Partition projection with Amazon Athena

Introduction

In this post, we will explore different options for querying data using Amazon Athena. We will examine how Athena works, the partitioning mechanism it uses, and its correlation with the AWS Glue Data Catalog.

Amazon Athena and Glue Data Catalog

Amazon Athena is a serverless, interactive query tool that allows you to analyze data stored directly in Amazon S3 using SQL. It is built on a distributed query engine, which enables fast querying of large datasets without the need to manage infrastructure. Since Athena is a serverless service, you pay only for the queries executed and the amount of data scanned on S3.

Athena can query structured, semi-structured, and unstructured data in formats such as CSV, TSV, JSON, Parquet, Avro, or ORC. The stored data can be compressed using common formats like bzip, Snappy, or others. This data is typically organized into partitions, and queries can directly access these partitions for better performance.

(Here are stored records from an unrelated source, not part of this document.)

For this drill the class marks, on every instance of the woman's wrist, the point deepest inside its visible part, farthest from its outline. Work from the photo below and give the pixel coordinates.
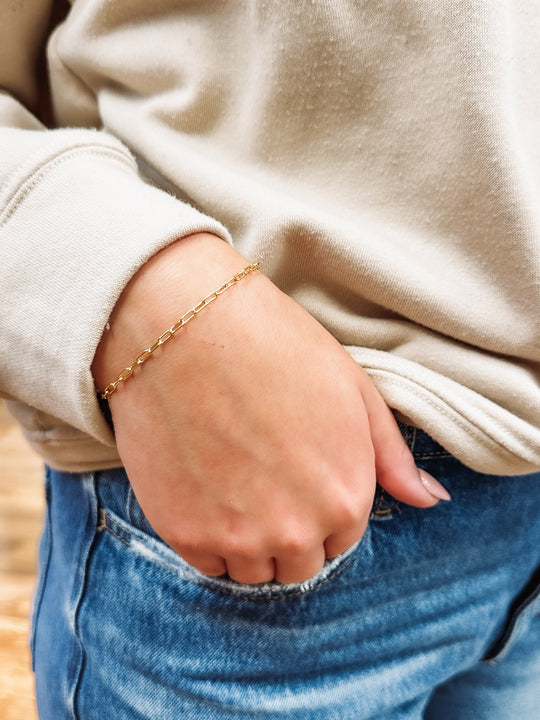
(171, 282)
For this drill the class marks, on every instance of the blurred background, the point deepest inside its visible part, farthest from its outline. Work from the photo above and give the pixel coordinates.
(21, 509)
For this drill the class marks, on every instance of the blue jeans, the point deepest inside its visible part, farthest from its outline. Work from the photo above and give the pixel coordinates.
(434, 614)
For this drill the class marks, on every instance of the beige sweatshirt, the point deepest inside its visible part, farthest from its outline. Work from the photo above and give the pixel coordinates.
(381, 158)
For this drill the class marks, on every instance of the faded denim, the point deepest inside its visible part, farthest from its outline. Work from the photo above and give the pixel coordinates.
(434, 614)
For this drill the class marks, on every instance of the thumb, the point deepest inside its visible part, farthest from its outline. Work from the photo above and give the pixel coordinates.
(394, 464)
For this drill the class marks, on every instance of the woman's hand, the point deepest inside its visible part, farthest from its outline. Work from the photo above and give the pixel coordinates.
(252, 440)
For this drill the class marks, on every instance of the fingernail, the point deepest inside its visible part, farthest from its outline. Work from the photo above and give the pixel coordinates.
(433, 486)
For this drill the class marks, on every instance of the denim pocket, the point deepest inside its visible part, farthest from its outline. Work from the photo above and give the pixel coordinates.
(525, 605)
(156, 551)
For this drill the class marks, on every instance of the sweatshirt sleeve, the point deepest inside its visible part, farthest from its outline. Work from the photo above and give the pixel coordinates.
(76, 222)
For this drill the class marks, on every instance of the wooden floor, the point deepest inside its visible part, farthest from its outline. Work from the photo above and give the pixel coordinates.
(21, 508)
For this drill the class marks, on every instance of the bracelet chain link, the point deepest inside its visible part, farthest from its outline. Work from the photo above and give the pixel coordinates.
(168, 334)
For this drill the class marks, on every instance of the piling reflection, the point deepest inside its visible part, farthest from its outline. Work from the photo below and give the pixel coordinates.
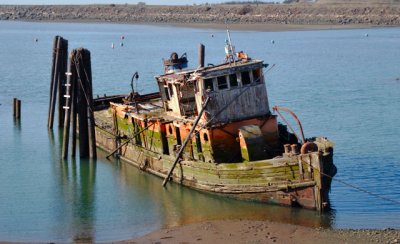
(77, 179)
(137, 203)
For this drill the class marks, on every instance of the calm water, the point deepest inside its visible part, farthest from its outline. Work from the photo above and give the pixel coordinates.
(341, 83)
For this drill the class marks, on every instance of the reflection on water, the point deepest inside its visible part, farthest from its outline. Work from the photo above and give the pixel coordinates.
(82, 195)
(182, 205)
(140, 200)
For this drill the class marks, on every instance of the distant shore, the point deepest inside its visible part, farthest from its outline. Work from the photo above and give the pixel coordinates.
(246, 231)
(263, 17)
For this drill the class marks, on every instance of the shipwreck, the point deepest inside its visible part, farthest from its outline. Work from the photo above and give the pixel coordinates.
(212, 129)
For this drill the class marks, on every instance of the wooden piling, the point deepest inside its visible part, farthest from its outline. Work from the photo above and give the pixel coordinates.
(53, 65)
(58, 80)
(70, 84)
(18, 109)
(15, 106)
(90, 108)
(73, 111)
(79, 106)
(54, 86)
(62, 80)
(201, 55)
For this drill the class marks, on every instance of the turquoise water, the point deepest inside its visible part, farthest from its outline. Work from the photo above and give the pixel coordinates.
(341, 83)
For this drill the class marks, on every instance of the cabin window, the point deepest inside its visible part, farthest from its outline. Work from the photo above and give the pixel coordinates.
(233, 80)
(208, 84)
(246, 78)
(178, 136)
(198, 142)
(171, 90)
(166, 93)
(205, 137)
(257, 75)
(222, 83)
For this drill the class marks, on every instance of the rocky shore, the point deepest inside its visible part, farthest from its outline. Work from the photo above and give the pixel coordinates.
(282, 14)
(246, 231)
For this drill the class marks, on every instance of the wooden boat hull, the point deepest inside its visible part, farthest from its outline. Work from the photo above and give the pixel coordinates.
(290, 180)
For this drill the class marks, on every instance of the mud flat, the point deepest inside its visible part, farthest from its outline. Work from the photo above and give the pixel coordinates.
(263, 17)
(245, 231)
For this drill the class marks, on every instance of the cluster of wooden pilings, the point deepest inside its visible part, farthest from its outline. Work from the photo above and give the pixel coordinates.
(79, 106)
(75, 98)
(58, 80)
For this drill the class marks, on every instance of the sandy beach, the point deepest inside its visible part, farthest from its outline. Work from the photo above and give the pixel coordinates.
(246, 231)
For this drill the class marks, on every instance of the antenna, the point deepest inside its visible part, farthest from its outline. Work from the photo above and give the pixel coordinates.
(229, 49)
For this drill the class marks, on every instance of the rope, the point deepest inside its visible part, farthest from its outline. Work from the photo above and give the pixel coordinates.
(358, 188)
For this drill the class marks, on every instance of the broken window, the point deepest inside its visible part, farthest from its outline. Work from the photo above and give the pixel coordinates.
(166, 93)
(233, 80)
(246, 78)
(257, 75)
(171, 90)
(222, 83)
(208, 84)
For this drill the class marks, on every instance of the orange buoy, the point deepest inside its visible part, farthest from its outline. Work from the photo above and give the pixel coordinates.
(308, 147)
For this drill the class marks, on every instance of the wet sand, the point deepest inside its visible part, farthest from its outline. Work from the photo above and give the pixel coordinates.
(247, 231)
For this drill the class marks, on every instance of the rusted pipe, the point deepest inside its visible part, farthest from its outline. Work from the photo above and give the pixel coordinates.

Partitioning is a performance optimization technique that helps reduce the time and cost of executing queries. It directs the query engine to look for specific data segments without requiring a full data scan.

Athena also needs to know the schema of the data being queried. This is done by referencing the appropriate table in the AWS Glue Data Catalog.

Scheme definition and discovery

AWS Glue provides a crawler service that can scan files stored in S3 to infer the schema and create or update corresponding tables in the Data Catalog. This means you can automate the schema definition process instead of doing it manually. I covered this functionality in my previous posts. In this one, I would like to explore different options for defining schemas and partitions manually.

To define a schema and partitions, you need to run a DDL (Data Definition Language) query in the AWS Athena Console. The syntax for the query is as follows:

CREATE EXTERNAL TABLE IF NOT EXISTS your_table_name (
    column1 type1,
    column2 type2
    ...
) 
PARTITIONED BY (partition_column partition_type)
ROW FORMAT SERDE 'data_serializer/deserializer'
WITH SERDEPROPERTIES (
    'property_name' = 'property_value'
) 
LOCATION 's3://your-data-bucket/data-folder/';
  • PARTITIONED BY: Used to define partitions for your dataset.
  • ROW FORMAT SERDE: Optional and is used when formats other than TEXT are used. The serializer/deserializer must be selected based on the input data format.
  • SERDEPROPERTIES: Optional and can be used to pass additional parameters to the serializer/deserializer library.
  • LOCATION: Specifies the data location in S3, formatted as s3://your-data-bucket/data-folder/.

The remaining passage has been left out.